Вся схема моего вчерашнего движения по полю была аккуратно вычерчена уже подсыхающими рядками скошенной травы. А стерня снова пестрила головками цветов — тех, что не попали под нож косилки, и тех, что только сегодня родились на свет. Цветы — лучшая реклама, подумал я, и тут же мне пришло в голову, что можно использовать эту мысль в моей работе. Щенок спугнул бабочку; полетели уже две бабочки — она сама и ее тень.
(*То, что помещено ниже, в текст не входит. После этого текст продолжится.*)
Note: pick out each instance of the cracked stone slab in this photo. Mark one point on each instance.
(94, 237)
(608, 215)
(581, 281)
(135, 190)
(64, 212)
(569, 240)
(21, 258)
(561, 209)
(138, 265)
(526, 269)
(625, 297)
Наши тени были по-полдневному коротки. В небе, точно приступы боли, набегали тусклые облака и сразу же таяли, разлетались бесформенными хлопьями, как смятое войско, как последние проблески угасающей жизни. Мне хотелось вернуться в дом, я боялся, что собаки увлекут меня к самым дальним границам фермы. Но когда мы миновали пригорок за большим полем, откуда в зимние дни виден серебряный шпиль олтонской судебной палаты, они остановились по первому окрику и покорно затрусили обратно, будто продолжая проложенный в ежедневных прогулках с моей матерью маршрут — вдоль живых изгородей сумаха и айланта, по нижнему краю большого поля, мимо развалин табачной сушилки, через дорогу и во двор дома. Еще несколько минут веселой возни и притворного сопротивления, и вся тройка была благополучно водворена в свой сарайчик. В лохматых штанишках задних собачьих лап запутались колючки репейника и какие-то зеленые семена, похожие на сточенные наконечники стрел. Глянув вниз, я увидел, что природа и меня использовала для своих целей: манжеты моих брюк тоже несли на себе семена.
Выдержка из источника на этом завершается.